I used Sandy once, also; it was in "Tom Sawyer"; I tried to get him to whitewash the fence, but it did not work.

I do not remember what name I called him by in the book.
I can see the farm yet, with perfect clearness.

I can see all its belongings, all its details; the family room of the house, with a "trundle" bed in one corner and a spinning-wheel in another--a wheel whose rising and falling wail, heard from a distance, was the mournfulest of all sounds to me, and made me homesick and low-spirited, and filled my atmosphere with the wandering spirits of the dead: the vast fireplace, piled high, on winter nights, with flaming hickory logs from whose ends a sugary sap bubbled out but did not go to waste, for we scraped it off and ate it; the lazy cat spread out on the rough hearthstones, the drowsy dogs braced against the jambs and blinking; my aunt in one chimney-corner knitting, my uncle in the other smoking his corn-cob pipe; the slick and carpetless oak floor faintly mirroring the dancing flame-tongues and freckled with black indentations where fire-coals had popped out and died a leisurely death; half a dozen children romping in the background twilight; "split"-bottomed chairs here and there, some with rockers; a cradle--out of service, but waiting, with confidence; in the early cold mornings a snuggle of children, in shirts and chemises, occupying the hearthstone and procrastinating--they could not bear to leave that comfortable place and go out on the wind-swept floor-space between the house and kitchen where the general tin basin stood, and wash.
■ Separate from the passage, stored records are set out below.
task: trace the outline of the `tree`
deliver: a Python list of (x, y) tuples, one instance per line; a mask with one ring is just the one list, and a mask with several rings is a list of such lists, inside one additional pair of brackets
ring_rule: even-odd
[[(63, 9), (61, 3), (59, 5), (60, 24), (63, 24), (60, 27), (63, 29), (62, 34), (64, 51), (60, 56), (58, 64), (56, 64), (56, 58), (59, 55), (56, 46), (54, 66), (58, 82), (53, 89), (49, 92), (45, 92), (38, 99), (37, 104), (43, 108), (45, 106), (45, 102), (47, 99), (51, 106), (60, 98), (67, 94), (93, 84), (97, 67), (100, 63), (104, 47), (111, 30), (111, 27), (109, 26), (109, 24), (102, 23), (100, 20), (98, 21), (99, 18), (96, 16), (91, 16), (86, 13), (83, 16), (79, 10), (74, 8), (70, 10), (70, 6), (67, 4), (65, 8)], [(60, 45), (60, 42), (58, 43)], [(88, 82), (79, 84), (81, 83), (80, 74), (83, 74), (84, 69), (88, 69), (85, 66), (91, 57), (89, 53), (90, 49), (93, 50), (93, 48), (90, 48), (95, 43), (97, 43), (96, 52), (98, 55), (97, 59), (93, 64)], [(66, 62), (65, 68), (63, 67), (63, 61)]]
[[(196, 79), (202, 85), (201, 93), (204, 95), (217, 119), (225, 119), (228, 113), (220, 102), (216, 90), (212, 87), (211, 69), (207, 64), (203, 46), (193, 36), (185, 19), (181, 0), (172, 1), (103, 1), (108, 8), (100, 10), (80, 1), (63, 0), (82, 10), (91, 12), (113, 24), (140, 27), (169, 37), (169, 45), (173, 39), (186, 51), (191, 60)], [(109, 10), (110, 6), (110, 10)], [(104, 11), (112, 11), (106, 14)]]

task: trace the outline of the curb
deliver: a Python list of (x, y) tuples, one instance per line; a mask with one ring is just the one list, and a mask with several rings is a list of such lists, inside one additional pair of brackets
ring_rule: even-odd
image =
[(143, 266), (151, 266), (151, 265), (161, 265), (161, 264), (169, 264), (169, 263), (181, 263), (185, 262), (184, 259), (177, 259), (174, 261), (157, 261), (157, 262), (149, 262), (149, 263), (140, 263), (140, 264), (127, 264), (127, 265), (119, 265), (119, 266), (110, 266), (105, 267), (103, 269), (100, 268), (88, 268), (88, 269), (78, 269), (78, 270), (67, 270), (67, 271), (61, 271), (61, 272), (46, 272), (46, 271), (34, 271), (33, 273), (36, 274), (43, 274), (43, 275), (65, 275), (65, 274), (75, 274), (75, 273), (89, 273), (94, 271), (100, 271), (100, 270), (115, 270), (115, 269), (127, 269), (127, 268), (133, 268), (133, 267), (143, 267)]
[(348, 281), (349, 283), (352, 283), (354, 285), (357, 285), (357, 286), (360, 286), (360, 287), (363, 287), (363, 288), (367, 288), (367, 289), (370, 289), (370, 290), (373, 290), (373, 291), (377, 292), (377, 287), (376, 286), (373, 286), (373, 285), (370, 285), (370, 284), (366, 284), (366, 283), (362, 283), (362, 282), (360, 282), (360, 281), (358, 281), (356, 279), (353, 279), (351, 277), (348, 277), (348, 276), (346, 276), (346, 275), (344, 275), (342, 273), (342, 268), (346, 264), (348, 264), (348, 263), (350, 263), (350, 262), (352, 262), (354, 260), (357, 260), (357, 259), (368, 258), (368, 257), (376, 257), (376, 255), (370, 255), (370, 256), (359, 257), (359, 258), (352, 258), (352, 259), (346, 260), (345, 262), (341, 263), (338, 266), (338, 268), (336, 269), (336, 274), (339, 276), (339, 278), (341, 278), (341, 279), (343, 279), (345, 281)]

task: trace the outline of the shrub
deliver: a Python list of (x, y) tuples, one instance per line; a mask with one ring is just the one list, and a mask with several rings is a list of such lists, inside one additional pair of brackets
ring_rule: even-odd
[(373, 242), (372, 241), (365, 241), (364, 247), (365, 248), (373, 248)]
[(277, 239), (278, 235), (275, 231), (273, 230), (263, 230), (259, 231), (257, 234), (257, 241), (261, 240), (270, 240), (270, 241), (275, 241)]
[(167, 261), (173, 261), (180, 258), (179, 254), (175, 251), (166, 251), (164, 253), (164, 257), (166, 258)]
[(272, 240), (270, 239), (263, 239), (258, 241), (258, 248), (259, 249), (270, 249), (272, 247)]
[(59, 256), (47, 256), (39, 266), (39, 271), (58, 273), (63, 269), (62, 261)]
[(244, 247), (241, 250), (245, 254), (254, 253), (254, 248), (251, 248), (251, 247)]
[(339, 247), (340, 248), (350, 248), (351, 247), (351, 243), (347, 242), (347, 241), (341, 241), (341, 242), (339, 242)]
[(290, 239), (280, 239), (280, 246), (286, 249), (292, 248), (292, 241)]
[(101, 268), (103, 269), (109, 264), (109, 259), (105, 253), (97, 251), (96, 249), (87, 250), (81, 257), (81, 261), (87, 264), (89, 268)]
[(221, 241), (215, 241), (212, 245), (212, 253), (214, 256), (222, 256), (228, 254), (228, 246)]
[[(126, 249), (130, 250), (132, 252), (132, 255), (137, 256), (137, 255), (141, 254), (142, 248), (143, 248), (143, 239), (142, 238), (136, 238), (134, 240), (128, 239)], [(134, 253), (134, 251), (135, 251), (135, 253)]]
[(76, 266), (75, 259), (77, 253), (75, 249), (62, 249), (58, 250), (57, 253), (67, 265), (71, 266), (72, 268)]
Along outside of the front fence ran the country road; dusty in the summer-time, and a good place for snakes--they liked to lie in it and sun themselves; when they were rattlesnakes or puff adders, we killed them: when they were black snakes, or racers, or belonged to the fabled "hoop" breed, we fled, without shame; when they were "house snakes" or "garters" we carried them home and put them in Aunt Patsy's work-basket for a surprise; for she was prejudiced against snakes, and always when she took the basket in her lap and they began to climb out of it it disordered her mind.